I am not a medical professional but I understand that a previous history with Downs does increase your risks. Only someone who knows your own personal medical history could tell you for sure what the risk is so perhaps speak to your consultant about this for a more definite idea of what the risk actually is.

An option available to you to ensure your child as no genetic illnesses could be PDG - where the embryos are created as with IVF but tested to ensure they are normal and only healthy embryos are implanted. The practical upshot is that it might actually increase the chance of IVF working if you know you are only implanting good embryos, because you're taking some of the element of chance out if the equation. It does have its own risks though (you may end up with no healthy embryos to implant) so it's a case of weighing up the risks and benefits.

What might be helpful for you right now would be the Ante Natal Result and Choices website, which can advise you best: http://www.arc-uk.org/ The ARC have a forum as well and I would recommend that you join there for the best support.



C~x

/links


----------



## staceysm (Nov 18, 2010)

Hi,

I just wanted to say that baby centre has a section called TFMR (Termination for medical reasons).  And on this site there is a lady on my birth board who is now pregnant and terminated previously because of downs, so no one has the right to judge you.  I am sure your decision was very difficult and despite wanting a child myself, I wouldn't choose to have a disabled child either.

Anyway back to the point, my cousin who is 28 yrs old had a baby with Down syndrome.  She never knew he was going to have this condition and found out once he was born (She gave him up for adoption) and she now has a daughter who isn't downs.

I wish you all the best and I hope that every thing works out for you.

X


----------



## mfmcmoo (Jul 16, 2010)

Hi

Just wanted to add - there is a new test out now - called the "Harmony blood test", which is done at 10 weeks to test for downs and other things. It is a diagnostic test (i.e. very accurate). The Fetal medicine centre on Harley street are currently offering a "special" - you pay for the nuchal scan and get the harmony blood test free (£180 in total).
Else there are other clinics on Harley street which do the test for £750.
Regards


----------



## rs1984 (Dec 5, 2011)

Hi Better Year,

In my first pregnancy - 27years old through ICSI - my daughter had Downs. We terminated at 13 weeks. She had heart problems also. My husband and I have no regrets. She will always be our girl but we did not want to inflict that life on her.

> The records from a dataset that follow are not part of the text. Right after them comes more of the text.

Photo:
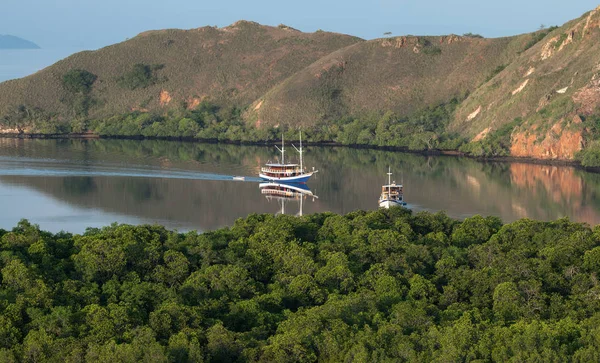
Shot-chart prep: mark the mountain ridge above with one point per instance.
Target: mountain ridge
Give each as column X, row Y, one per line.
column 8, row 41
column 486, row 96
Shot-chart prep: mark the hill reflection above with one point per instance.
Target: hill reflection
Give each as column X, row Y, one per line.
column 349, row 179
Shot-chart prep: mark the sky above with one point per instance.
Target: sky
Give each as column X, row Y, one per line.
column 90, row 24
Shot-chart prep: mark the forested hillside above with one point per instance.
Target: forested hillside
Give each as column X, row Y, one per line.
column 386, row 285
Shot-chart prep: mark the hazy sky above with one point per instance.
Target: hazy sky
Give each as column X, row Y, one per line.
column 96, row 23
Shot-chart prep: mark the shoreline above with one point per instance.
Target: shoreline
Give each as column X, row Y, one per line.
column 432, row 152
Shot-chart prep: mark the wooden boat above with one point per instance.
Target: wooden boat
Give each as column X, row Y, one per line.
column 391, row 194
column 283, row 193
column 286, row 173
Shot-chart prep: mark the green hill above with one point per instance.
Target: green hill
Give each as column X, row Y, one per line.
column 402, row 74
column 546, row 102
column 230, row 66
column 532, row 95
column 379, row 286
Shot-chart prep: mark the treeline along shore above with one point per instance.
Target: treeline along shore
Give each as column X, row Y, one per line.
column 386, row 285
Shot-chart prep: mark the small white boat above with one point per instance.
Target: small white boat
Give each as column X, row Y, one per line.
column 284, row 193
column 286, row 173
column 391, row 194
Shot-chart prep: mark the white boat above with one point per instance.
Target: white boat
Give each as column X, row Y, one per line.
column 391, row 194
column 286, row 173
column 283, row 193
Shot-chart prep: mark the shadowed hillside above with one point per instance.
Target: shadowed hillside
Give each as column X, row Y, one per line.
column 532, row 95
column 402, row 74
column 229, row 66
column 546, row 102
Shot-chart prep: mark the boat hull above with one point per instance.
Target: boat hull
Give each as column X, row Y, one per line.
column 391, row 203
column 303, row 178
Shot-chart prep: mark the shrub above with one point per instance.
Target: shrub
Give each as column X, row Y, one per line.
column 140, row 76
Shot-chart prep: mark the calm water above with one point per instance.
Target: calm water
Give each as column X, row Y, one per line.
column 73, row 184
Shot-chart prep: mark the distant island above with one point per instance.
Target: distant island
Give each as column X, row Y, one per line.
column 12, row 42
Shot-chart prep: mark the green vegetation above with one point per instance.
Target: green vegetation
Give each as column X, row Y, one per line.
column 538, row 36
column 369, row 286
column 78, row 84
column 497, row 143
column 472, row 35
column 496, row 71
column 140, row 76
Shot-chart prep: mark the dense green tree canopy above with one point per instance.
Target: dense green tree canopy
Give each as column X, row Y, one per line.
column 386, row 285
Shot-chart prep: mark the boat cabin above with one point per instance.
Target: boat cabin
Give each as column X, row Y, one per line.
column 391, row 192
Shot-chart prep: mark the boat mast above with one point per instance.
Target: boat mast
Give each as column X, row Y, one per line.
column 389, row 183
column 300, row 151
column 282, row 150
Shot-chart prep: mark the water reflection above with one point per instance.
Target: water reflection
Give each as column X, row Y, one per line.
column 284, row 193
column 185, row 185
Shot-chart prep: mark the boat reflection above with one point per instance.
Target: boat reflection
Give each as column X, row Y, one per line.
column 284, row 193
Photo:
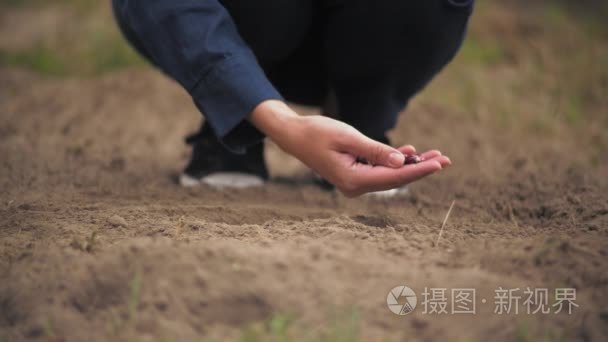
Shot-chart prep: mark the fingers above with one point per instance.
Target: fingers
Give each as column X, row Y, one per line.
column 407, row 149
column 367, row 179
column 374, row 152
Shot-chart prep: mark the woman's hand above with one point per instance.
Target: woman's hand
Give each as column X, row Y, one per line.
column 333, row 149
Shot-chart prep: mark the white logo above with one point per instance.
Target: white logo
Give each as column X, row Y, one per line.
column 409, row 298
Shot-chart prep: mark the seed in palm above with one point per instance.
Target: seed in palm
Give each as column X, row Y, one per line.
column 412, row 159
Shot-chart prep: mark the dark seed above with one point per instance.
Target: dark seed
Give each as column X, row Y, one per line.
column 413, row 159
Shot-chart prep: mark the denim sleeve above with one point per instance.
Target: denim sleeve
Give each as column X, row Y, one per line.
column 197, row 43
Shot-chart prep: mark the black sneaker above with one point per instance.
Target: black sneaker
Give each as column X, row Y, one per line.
column 212, row 164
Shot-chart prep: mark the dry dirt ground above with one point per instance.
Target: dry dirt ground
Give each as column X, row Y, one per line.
column 97, row 242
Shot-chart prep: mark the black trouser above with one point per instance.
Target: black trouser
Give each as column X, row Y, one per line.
column 373, row 55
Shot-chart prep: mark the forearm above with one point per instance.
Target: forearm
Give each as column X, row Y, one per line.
column 277, row 121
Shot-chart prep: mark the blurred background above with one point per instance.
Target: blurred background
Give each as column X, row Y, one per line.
column 533, row 65
column 89, row 131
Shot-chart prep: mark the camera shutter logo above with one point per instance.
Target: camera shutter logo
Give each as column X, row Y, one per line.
column 401, row 300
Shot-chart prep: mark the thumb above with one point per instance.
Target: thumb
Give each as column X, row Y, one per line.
column 377, row 153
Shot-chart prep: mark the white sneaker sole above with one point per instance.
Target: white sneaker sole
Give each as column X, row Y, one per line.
column 223, row 180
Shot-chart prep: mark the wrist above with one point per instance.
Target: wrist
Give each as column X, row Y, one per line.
column 276, row 120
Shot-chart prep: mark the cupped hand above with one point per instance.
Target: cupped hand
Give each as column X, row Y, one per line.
column 335, row 150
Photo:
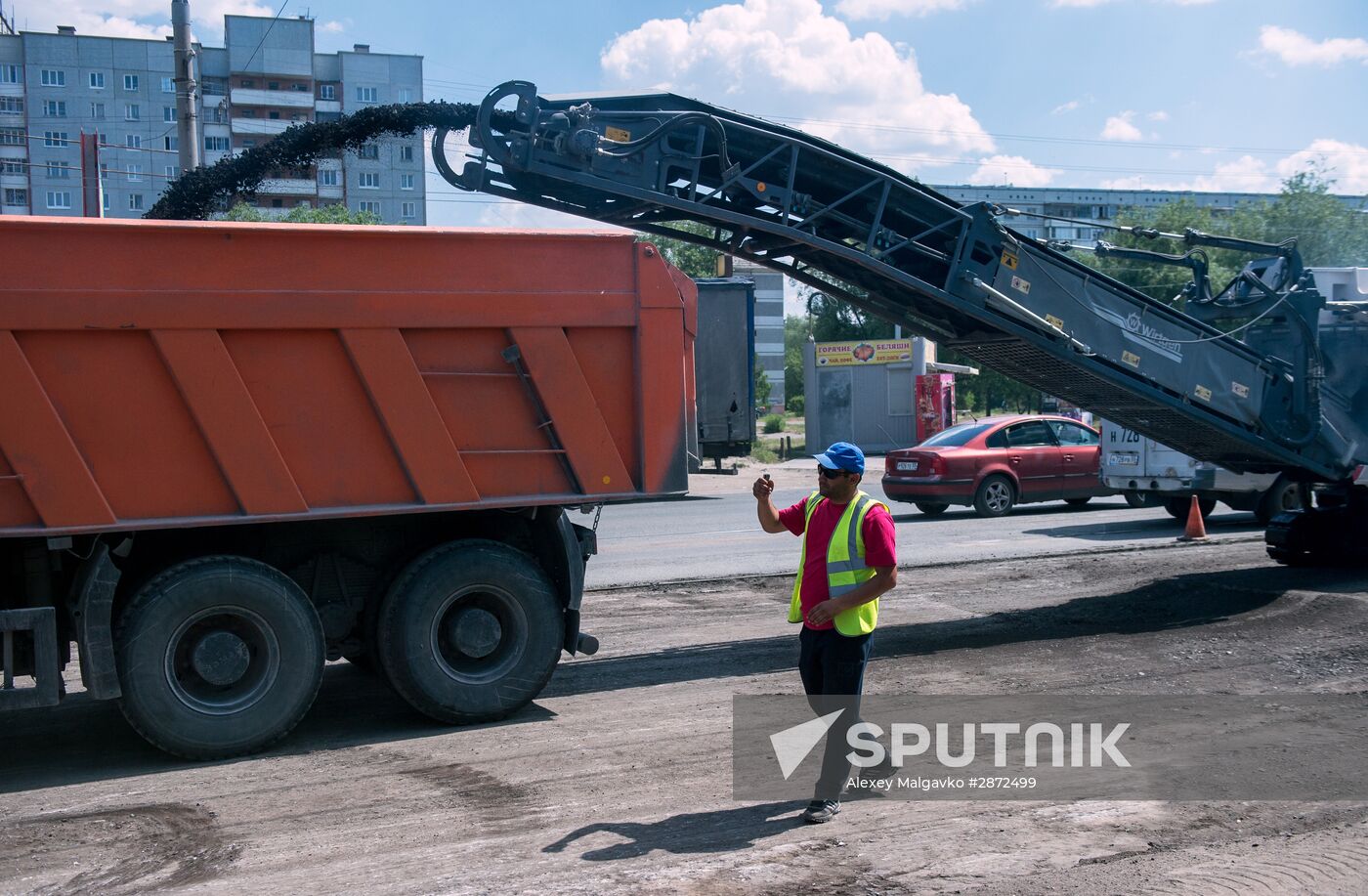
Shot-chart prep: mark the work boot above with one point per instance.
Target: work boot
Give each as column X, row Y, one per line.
column 821, row 811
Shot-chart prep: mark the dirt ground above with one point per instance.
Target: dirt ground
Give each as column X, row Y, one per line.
column 618, row 780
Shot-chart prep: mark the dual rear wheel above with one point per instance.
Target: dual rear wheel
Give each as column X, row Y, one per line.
column 223, row 656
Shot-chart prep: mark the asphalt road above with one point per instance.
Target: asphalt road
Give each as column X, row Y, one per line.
column 715, row 535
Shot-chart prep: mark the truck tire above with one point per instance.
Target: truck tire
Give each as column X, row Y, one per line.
column 1285, row 495
column 1179, row 508
column 471, row 632
column 218, row 657
column 995, row 496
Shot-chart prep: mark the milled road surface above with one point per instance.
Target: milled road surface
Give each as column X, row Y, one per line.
column 618, row 780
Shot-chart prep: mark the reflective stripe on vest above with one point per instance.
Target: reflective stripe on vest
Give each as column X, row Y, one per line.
column 845, row 568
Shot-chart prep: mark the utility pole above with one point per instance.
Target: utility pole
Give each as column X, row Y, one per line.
column 185, row 86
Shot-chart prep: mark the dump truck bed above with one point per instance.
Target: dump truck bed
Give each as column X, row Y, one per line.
column 191, row 373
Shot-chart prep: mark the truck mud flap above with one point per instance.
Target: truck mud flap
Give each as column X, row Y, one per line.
column 41, row 625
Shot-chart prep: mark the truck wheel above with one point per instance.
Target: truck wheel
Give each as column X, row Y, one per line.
column 995, row 496
column 471, row 632
column 1179, row 508
column 218, row 657
column 1285, row 495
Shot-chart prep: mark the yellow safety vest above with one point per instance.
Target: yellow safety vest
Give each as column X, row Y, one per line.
column 845, row 568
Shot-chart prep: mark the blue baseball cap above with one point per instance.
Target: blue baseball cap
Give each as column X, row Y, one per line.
column 843, row 455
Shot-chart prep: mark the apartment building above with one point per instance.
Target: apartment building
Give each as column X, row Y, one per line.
column 54, row 88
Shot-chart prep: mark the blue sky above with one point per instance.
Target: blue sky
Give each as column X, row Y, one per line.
column 1213, row 95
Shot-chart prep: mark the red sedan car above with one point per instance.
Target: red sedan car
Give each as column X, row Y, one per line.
column 998, row 462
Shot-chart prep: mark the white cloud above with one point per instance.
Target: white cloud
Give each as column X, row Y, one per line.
column 1297, row 50
column 787, row 59
column 1121, row 127
column 1347, row 164
column 148, row 20
column 1011, row 170
column 882, row 10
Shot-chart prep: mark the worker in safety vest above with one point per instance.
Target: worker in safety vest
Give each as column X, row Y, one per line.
column 848, row 561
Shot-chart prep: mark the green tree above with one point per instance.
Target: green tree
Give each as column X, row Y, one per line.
column 690, row 257
column 335, row 214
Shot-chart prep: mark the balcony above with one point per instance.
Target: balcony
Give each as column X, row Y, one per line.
column 266, row 126
column 279, row 99
column 287, row 187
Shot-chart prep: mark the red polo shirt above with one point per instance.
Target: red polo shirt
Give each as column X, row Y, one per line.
column 879, row 546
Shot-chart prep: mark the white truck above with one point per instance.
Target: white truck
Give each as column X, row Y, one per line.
column 1151, row 475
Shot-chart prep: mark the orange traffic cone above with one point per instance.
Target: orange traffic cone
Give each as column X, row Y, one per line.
column 1196, row 527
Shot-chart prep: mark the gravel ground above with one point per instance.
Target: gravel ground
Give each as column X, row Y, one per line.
column 618, row 780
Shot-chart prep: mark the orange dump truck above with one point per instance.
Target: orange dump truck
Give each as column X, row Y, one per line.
column 233, row 451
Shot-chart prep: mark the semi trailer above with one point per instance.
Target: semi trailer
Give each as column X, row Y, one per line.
column 1251, row 376
column 230, row 453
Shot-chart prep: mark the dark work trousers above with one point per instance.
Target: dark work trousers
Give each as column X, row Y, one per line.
column 834, row 673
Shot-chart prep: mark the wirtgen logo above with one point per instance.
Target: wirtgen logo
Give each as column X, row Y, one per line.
column 1076, row 745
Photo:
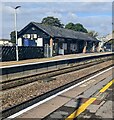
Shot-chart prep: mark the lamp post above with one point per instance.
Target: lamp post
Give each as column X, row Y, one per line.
column 17, row 57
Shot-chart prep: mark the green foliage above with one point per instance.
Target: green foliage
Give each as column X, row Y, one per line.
column 76, row 27
column 52, row 21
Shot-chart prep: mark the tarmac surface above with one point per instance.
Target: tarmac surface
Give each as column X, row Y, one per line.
column 59, row 57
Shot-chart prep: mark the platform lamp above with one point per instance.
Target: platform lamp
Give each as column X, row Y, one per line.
column 17, row 56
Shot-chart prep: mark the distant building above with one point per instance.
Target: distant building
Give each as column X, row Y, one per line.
column 56, row 41
column 5, row 42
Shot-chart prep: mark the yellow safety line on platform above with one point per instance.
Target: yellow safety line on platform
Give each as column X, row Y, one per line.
column 107, row 86
column 83, row 107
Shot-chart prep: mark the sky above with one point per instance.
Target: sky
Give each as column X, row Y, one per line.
column 93, row 15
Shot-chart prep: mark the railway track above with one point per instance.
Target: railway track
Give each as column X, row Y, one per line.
column 13, row 109
column 8, row 84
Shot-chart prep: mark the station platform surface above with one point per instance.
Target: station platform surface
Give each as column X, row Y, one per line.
column 96, row 101
column 59, row 57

As for your odds a second time. A number of factors are taken into account. Your age is one. The fact you've had a previous Downs pregancy will also be taken into account and will, I'm afraid, bring your odds down as hospitals want to give you a worse case scenario picture. Do you know whether either you or your husband are a translocation carrier? This can increase your odds. 

Our story was 50/50 chance of Downs after first NT with first baby - CVS confirmed Downs. tests on baby and us later revealed just bad luck - just one of those things.

We were then extremely lucky to get pregant naturally (another little girl). NT scan with combined bloods at 12 weeks gave this baby a 1 in 320 chance. This isn't great but was still deemed low risk and was good enough for us. In the majority of cases Downs is picked up by clear markers on the 12 wk scan (or 20 wks) and ours have been fine. The hospitals have still been pushing us for a cvs/amnio (covering their backs I think) because of course that's the only way to know for sure but I won't risk this baby. I would have had a cvs/amnio if the odds were less than 1 in 100 though - had a cvs before and it was fine and the miscarriage risk is quite low.

In the vast majority of cases, Downs is just one of those things and shouldn't happen again. Wishing you all the best. Good luck


----------



## mfmcmoo (Jul 16, 2010)

Me again
Just wanted to point out that the Harmony blood test I mentioned above is safe (unlike the amnio - which I agree with rs1984 that the risk is pretty high)- just like a regular blood test and is 99% accurate.


----------



## A Better Year (Jan 12, 2013)

Hi ladies,

Firstly thanks so much for your responses. Caz, staceysm, mfmcmoo, rs1984 - thank you. I feel a little less alone now.

Caz, thanks for the perspective on the subject, I knew it was going to be sensitive and I didn't want to upset anyone, this is upsetting enough as it is, and I've been suffering in silence too long. None of our friends know, my mother doesn't know, only DH's mother and my sister. To the rest we have said we lost the baby.

rs1984 - thank you very much for sharing your story, and we are not alone. You did CVS, the doctor who did our amnio said the next time we could try CVS as it can be done earlier (ours was at 18 weeks, too late), although there is more m/c risk with CVS than amnio.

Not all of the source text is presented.